Los Angeles' Magic Castle has a separate room dedicated to theatrical séances. Their evening séance program entitled, "Demons" is a recreation of a Victorian-era séance replete with mediumistic staples such as table-rapping, slate (writing), spirit photography, eerie inexplicable sounds and many other "psychic" experiments.

Another popular theatrical séance, this one touring theatrical stages and smaller venues, entitled Phantoms, was presented by mentalist Gregory Bishop (Edmonds). Phantoms employed items associated with, and actually belonging to, Sir Arthur Conan Doyle and Harry Houdini. First presented in 1995, it was designed for presentation in two versions: the larger, and more family-friendly stage version, and the smaller (somewhat "scarier" version), presented in private homes and in club settings. The larger, stage version of the show included the spirit cabinet illusion, along with a spirit trumpet, floating table and various other mainstays of the Victorian séance scene.

== Ethics and legality==

Theatrical séances are not intended to be "real" séances and should only be seen as entertainment; hence the adjective, theatrical. According to Houdini, if the séance leader is honest and admits his trickery, he is a theatrical performer; if not, he is a charlatan and a fraud. Ethically, a paying audience should be notified beforehand that they will be experiencing a work of interactive theater rather than an actual Spiritualist seance. Once the audience is inside the performance space, however, the performer's primary responsibility is to create a convincingly realistic theatrical experience, just as in other forms of theater.
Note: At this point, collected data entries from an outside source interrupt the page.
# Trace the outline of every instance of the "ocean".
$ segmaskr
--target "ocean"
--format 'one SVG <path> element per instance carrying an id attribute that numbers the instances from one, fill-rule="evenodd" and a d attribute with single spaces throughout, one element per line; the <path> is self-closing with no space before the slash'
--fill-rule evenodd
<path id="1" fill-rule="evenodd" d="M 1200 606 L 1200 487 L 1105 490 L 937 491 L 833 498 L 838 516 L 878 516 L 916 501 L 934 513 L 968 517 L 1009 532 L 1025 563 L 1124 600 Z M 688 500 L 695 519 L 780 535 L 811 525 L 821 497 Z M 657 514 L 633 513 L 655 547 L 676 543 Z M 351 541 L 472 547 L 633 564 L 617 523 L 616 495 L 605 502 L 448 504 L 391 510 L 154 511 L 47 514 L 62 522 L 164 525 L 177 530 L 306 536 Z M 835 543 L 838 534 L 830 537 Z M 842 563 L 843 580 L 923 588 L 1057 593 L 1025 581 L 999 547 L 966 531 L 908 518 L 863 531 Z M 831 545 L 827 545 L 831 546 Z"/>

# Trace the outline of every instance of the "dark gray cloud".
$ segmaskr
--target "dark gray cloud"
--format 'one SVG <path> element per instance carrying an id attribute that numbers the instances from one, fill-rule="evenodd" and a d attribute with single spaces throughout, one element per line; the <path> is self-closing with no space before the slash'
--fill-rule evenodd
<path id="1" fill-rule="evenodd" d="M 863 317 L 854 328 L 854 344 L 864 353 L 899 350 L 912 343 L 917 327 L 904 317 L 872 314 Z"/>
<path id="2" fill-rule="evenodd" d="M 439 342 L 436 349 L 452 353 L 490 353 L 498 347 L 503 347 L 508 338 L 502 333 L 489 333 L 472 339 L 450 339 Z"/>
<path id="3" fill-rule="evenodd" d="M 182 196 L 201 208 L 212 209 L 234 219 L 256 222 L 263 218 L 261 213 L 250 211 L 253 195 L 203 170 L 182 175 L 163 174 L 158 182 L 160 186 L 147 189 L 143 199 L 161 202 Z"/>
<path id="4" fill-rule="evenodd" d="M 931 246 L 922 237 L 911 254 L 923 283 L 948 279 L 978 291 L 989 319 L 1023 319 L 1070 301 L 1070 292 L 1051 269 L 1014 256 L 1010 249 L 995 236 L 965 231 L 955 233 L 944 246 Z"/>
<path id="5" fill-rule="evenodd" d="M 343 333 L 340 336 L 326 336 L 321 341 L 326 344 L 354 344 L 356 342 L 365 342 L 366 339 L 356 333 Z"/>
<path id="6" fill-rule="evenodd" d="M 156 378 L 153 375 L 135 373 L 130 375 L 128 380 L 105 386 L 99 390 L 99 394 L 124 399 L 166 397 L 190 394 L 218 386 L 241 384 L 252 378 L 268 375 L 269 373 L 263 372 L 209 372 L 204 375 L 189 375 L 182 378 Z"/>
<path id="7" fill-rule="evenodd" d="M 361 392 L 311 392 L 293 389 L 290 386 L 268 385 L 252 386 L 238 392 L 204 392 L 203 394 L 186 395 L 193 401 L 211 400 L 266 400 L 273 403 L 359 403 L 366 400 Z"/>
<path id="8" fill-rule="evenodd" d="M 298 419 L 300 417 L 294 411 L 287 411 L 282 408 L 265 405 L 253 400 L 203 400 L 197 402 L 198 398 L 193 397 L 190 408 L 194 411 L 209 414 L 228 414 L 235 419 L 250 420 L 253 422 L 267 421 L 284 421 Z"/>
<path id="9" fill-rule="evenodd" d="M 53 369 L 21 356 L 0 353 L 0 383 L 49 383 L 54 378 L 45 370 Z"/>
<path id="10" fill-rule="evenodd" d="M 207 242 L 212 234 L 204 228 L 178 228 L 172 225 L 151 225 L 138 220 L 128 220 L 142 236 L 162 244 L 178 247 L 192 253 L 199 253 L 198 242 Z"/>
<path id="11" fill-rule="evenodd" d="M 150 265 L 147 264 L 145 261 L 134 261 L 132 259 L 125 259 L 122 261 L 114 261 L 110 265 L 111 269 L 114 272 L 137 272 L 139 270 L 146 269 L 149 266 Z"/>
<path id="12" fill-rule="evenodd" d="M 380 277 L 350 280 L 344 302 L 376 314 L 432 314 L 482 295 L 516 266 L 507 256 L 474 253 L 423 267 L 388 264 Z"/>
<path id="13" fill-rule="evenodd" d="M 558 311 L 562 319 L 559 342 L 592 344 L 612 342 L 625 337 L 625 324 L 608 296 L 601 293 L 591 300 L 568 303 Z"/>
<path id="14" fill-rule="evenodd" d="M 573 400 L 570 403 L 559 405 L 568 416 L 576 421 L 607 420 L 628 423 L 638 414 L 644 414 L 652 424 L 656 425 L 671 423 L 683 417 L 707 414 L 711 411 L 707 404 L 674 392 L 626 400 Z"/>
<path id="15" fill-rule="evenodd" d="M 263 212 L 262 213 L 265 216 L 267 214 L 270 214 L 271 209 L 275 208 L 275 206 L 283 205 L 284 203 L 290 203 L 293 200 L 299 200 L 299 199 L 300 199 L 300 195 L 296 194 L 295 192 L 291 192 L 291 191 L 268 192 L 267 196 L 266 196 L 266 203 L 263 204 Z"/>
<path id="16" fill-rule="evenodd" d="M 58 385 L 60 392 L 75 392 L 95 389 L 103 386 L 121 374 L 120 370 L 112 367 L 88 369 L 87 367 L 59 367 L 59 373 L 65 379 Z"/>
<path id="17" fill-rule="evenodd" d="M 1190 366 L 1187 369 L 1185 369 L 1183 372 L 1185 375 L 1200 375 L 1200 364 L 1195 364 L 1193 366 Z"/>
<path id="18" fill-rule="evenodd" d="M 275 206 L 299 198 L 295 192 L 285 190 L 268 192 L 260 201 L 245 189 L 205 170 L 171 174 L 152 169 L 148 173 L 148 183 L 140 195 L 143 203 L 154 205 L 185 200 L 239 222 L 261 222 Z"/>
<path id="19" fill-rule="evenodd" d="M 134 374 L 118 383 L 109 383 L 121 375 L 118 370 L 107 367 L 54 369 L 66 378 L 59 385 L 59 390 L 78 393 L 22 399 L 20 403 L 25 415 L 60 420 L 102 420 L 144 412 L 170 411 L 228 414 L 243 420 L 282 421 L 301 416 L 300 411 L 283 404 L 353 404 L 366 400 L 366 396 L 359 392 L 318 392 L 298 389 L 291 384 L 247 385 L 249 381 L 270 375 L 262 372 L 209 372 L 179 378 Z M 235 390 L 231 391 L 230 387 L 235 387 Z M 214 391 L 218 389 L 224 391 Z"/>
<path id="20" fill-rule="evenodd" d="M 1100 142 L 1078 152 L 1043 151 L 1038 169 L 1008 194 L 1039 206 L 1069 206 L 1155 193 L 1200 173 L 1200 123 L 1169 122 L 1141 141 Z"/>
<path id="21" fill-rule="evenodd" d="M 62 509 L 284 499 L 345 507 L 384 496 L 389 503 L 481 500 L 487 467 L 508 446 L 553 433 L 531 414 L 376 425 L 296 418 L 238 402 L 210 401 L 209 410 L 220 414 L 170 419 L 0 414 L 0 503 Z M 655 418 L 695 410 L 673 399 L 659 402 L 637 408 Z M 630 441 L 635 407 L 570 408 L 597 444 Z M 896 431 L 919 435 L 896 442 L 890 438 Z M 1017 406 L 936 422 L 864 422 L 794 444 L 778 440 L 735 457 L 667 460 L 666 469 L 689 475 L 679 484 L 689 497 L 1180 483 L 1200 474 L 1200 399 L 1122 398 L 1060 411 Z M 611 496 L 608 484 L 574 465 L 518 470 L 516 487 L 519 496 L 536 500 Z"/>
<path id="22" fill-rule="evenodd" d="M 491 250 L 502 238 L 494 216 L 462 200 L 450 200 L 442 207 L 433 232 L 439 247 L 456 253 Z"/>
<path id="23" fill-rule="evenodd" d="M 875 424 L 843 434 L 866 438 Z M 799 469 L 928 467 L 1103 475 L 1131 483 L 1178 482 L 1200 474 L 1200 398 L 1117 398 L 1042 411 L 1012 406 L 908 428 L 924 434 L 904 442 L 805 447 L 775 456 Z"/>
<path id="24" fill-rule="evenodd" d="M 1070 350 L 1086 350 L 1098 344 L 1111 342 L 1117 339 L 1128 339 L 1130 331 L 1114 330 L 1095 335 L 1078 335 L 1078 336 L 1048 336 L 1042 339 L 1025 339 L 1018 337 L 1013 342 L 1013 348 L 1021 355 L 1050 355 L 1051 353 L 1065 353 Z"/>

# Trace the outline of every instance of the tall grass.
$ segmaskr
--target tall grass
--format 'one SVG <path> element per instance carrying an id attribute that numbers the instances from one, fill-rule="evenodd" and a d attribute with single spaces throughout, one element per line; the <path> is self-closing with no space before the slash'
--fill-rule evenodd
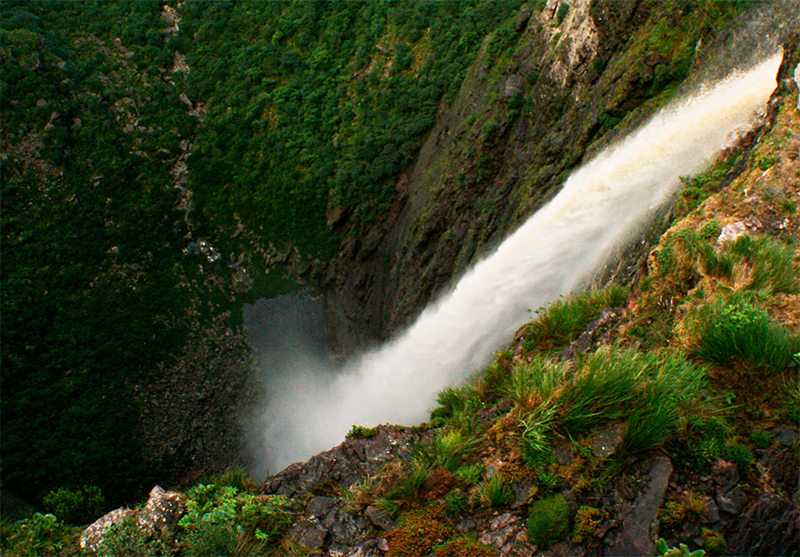
<path id="1" fill-rule="evenodd" d="M 725 367 L 739 364 L 775 373 L 784 369 L 800 350 L 797 335 L 790 335 L 742 295 L 704 304 L 688 325 L 695 338 L 694 354 Z"/>
<path id="2" fill-rule="evenodd" d="M 531 362 L 520 362 L 512 369 L 503 393 L 522 408 L 535 408 L 553 398 L 568 370 L 568 365 L 537 354 Z"/>
<path id="3" fill-rule="evenodd" d="M 587 323 L 597 319 L 604 308 L 621 305 L 627 295 L 626 288 L 612 285 L 558 300 L 537 310 L 539 318 L 523 333 L 526 351 L 547 352 L 566 346 L 580 335 Z"/>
Additionally, the ambiguity of whether every manifestation is the result of deception or not may be part of the enjoyment that a theatrical seance provides.

== Spiritualistic and mediumistic performers ==

- Eugene Burger (creator and performer of "Hauntings")
- Dorothy Dietrich & Dick Brooks (entertainer) (co-creator and performer/Psychic Theater)
- Harry Houdini (prior to becoming a debunker of Spiritualist frauds)
- Harry Kellar (With the Davenport Brothers and later in his own illusion shows)
- Matt the Knife (creator and Medium of the seance "Epitaph")
- Neil Tobin, Necromancer (creator of Supernatural Chicago and Medium for The Houdini Seance at Excalibur (nightclub)
- Paul W. Draper (creator and performer of "Seance") at historic theaters and haunted houses seasonally
- Anthem And Aria (creator and performer of "The All American Haunting" and “3 Ghosts”) at museums, private venues, haunted houses, and colleges nationwide.